When Calais Pipes Service receives the list of items it does the following for each item:
- Retrieve the original page by following the provided item's link
- Call the OpenCalais Web service with the page contents and retrieve semantic data
- Append
a short list of entities and events identified by OpenCalais - the chosen items are those that appeared most frequently in the text - Optionally replace the item's link with a link to the Semantic Proxy for a visual presentation of the semantic data
The result is then sent back to the calling Yahoo! Pipes.
Benefits
The resulting information is based not only on the information sent from the pipe. It is based on the full text of the story represented by the item. This means that the new item description, after the service processed the data, can include information that was not available before.

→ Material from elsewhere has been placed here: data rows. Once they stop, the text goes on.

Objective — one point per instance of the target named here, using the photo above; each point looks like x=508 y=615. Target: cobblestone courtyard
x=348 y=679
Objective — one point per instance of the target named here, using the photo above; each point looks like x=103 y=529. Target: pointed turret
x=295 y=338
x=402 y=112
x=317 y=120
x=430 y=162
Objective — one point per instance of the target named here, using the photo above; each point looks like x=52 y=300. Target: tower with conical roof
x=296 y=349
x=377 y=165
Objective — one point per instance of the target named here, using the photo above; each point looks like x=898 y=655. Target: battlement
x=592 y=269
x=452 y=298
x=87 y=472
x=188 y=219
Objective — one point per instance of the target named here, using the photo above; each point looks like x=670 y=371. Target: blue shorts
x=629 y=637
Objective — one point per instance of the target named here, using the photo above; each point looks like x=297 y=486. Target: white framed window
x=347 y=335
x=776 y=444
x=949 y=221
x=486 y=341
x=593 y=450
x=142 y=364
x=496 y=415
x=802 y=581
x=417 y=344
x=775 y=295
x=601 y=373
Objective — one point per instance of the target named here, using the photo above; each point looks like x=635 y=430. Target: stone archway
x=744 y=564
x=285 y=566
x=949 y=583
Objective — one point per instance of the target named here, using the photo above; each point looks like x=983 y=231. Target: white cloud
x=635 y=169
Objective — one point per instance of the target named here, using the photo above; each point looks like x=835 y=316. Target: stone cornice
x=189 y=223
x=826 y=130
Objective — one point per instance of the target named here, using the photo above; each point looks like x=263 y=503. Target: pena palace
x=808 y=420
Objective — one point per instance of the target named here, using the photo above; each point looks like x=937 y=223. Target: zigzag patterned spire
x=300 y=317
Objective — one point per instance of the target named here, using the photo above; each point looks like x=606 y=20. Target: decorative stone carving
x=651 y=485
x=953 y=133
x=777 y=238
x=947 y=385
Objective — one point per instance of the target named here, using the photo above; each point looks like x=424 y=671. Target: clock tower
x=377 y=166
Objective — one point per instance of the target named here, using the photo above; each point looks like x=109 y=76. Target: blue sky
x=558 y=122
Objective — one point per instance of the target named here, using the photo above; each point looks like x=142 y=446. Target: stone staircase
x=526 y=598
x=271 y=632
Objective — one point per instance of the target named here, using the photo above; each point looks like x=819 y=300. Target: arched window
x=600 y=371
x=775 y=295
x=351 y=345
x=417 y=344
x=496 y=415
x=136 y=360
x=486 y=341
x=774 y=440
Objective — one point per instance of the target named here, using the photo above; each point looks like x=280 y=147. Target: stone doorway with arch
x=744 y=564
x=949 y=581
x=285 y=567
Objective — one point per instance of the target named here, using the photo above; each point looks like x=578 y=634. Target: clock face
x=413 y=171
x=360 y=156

The pipe creator can then make use of the full range of the Yahoo! Pipes editor's features on the new data. For example, suppose you want to give special attention to items referencing Washington State. The word Washington may not have appeared at all in the item's title or in the short description. It may have appeared in the description referring to the city - Washington, DC - or as a person's last name.
If you place a filter (a module available in the Yahoo! Pipes editor) before the call to Calais you may miss items you intended your filter to get. Or you may find that your filter handles irrelevant items. If you place the filter after the Calais call, you can make the filter more accurate and your Yahoo! Pipes more relevant.
Limitations
The benefits come at a price. The process of fetching the original story text from the Web and then sending it over to Calais for processing consumes time and bandwidth.
As a result, the retrieval of an RSS feed that contains many items may take as long as 60 seconds, sometimes more.
Keep this in mind when you design your pipe. It might make more sense to call Calais on fewer items than the entire feed.